Public sector workers staged a noisy protest outside Hillsborough Castle ahead of all-party talks.

The five main political parties are meeting the government in the Co Down village.

As party leaders arrived, public sector union representatives tackled them.

Unison chairperson Stephanie Greenwood stopped Jeffrey Donaldson asking: “What I’m asking is, do you feel it is a good idea to have health workers, nurses, support workers, domestics, standing here today on the streets outside Hillsborough without pay parity with our co-workers in England?”

The DUP leader replied: “No, of course not, and that’s why we’re going in here, as we have been doing at Westminster."

He added: “Stormont doesn’t have the money, we’re facing an overspend this year, we need to deal with that, we need to get the money that enables us to make a fair pay award to all our public sector workers.”

Michelle O’Neil was also confronted by Ms. Greenwood.

The Unison chairperson said: “You promised us in 2019 pay parity, we’re just asking you to deliver on that promise.”

Ms O’Neill responded: “That’s the case that we’re going to make very strongly to Chris Heaton-Harris today.”

Ms Greenwood added: “Can you please send him (Mr Heaton-Harris) out because he’s been playing hide and seek”, to which Ms O’Neill replied: “He’s been playing hide and seek with everybody.”

Speaking outside the castle, the Secretary of Stare said his focus remains on delivering for the public who "expect and deserve locally elected decision-makers to address the issues that matter to them".

He said the UK Government continues to work toward resolving the DUP’s concerns over the Windsor Framework in an effort to restore devolution but that he would not provide a "running commentary" on negotiations.

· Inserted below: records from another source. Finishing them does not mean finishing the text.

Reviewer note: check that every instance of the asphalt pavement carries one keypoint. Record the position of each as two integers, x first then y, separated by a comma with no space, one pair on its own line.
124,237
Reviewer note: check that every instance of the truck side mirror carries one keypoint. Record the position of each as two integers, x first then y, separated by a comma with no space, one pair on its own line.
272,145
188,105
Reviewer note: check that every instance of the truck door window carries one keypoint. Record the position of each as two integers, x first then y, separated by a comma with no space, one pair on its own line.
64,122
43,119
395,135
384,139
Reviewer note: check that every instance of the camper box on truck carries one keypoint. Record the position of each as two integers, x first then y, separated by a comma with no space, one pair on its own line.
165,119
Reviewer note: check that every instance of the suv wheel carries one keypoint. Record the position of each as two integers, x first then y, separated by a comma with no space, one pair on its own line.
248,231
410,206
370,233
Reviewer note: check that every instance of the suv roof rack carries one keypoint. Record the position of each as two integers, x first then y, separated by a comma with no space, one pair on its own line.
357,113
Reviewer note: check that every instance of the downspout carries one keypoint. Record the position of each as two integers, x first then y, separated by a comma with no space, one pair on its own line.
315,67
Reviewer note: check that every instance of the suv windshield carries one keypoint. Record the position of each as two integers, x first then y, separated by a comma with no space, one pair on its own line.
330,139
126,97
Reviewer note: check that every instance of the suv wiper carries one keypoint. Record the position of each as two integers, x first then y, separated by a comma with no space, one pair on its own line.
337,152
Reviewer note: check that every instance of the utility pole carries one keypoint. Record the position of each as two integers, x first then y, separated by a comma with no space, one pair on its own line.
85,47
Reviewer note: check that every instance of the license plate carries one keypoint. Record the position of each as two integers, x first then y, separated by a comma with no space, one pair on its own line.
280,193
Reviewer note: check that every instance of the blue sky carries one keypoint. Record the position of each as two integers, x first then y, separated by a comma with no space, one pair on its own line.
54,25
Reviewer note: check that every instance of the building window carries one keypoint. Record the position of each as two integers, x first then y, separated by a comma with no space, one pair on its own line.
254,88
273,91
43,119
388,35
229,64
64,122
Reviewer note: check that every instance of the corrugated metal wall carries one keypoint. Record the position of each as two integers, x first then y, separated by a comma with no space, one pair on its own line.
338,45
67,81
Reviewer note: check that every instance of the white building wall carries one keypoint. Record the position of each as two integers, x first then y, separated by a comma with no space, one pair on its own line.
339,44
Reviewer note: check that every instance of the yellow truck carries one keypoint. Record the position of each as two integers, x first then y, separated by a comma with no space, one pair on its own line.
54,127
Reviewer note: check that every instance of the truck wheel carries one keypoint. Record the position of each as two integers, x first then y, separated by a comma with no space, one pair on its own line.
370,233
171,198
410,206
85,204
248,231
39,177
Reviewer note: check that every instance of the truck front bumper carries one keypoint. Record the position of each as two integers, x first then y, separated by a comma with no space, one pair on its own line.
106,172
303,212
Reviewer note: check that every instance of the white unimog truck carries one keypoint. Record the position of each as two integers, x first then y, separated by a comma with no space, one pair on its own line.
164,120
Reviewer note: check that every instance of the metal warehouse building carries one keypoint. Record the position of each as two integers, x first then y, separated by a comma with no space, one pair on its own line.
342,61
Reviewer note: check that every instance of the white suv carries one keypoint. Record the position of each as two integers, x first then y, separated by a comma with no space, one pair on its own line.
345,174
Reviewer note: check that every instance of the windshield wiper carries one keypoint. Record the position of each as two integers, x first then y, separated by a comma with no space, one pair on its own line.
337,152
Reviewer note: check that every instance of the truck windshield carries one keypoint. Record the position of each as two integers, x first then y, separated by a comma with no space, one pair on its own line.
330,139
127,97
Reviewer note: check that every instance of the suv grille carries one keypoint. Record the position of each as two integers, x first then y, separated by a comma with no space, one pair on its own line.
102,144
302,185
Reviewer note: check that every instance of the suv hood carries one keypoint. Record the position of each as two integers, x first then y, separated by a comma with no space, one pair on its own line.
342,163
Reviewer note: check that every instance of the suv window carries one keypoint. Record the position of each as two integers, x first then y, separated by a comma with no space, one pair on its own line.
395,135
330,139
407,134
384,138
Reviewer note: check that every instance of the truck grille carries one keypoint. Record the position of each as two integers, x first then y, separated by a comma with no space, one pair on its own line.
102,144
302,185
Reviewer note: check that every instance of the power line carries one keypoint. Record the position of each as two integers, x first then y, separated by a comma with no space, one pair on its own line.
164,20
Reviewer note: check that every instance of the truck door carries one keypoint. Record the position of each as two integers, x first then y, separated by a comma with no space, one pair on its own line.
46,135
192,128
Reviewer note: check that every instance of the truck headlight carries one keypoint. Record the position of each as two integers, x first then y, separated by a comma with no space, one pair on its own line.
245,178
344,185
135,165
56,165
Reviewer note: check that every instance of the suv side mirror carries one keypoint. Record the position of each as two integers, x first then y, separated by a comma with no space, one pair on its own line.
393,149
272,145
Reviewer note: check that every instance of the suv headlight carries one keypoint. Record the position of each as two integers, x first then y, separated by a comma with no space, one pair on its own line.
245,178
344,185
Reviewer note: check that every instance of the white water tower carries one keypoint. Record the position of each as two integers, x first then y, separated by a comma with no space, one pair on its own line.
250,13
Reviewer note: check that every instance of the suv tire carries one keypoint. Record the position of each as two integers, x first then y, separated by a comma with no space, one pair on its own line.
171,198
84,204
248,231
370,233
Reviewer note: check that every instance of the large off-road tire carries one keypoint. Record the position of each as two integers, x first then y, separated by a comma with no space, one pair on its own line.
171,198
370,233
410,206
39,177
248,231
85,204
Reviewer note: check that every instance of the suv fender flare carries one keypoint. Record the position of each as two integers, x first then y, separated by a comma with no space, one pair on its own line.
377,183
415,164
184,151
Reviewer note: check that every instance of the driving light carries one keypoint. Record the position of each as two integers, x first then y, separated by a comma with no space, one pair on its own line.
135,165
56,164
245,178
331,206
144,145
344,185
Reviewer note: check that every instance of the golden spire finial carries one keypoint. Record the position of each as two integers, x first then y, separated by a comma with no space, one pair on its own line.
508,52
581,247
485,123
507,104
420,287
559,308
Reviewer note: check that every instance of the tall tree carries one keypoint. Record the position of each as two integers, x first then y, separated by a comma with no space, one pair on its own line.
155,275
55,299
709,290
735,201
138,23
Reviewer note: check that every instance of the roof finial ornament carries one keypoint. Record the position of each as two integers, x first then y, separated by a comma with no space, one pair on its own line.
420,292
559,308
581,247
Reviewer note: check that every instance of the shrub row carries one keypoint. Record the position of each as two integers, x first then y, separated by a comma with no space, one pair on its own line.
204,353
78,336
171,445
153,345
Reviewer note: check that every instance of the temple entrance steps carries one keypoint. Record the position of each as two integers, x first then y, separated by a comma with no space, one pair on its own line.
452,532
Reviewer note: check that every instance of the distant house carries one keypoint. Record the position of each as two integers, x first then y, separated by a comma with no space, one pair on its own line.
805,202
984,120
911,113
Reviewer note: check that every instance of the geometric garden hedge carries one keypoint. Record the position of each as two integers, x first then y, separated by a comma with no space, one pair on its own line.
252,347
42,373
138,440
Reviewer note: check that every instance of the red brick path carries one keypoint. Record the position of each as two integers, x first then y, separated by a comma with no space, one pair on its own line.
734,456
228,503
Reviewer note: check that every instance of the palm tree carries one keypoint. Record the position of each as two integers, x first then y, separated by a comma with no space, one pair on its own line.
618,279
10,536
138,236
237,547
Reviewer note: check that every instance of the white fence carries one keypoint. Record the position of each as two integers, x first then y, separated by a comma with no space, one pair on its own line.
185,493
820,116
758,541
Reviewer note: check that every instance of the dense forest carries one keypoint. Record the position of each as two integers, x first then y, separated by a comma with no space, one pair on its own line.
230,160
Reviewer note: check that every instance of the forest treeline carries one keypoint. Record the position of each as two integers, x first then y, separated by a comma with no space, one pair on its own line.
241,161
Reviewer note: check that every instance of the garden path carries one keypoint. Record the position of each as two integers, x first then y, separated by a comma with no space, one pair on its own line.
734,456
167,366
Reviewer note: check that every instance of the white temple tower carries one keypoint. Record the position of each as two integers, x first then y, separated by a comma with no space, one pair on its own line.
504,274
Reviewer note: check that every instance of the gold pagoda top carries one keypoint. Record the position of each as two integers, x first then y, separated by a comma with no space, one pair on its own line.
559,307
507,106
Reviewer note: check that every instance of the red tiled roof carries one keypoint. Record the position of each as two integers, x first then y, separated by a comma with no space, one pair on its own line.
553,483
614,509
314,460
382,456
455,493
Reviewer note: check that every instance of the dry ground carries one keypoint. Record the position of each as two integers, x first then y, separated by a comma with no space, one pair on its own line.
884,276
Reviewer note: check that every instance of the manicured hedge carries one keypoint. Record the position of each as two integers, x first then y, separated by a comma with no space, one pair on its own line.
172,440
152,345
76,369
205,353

Mr Heaton-Harris explained the focus of Monday's talks was on "ensuring financial stability and sustainability for Northern Ireland".

He said: "I want to agree the basis upon which the Northern Ireland Executive can return on a stable financial footing.

"I also want to ensure that public services are able to meet the needs of the people of Northern Ireland."

Mr Heaton Harris added: "The UK Government is willing to help, but all these issues can best be addressed by the return of locally accountable institutions built on secure foundations. 

"And I hope our work together over the next few days will do exactly that."

The Secretary of State refused to take questions.

Devolved government has not been functioning in Northern Ireland for nearly two years because of the DUP’s ongoing boycott of the institutions in protest at post-Brexit trade agreements. The DUP has been in negotiations with the Government to secure legislative assurances over Northern Ireland’s economic position in the UK.

Local parties have also been calling for reform of the financial model used to allocate Treasury funds to the region on an annual basis. They have also been looking for more say in spending money currently directly allocated to projects by the UK Government.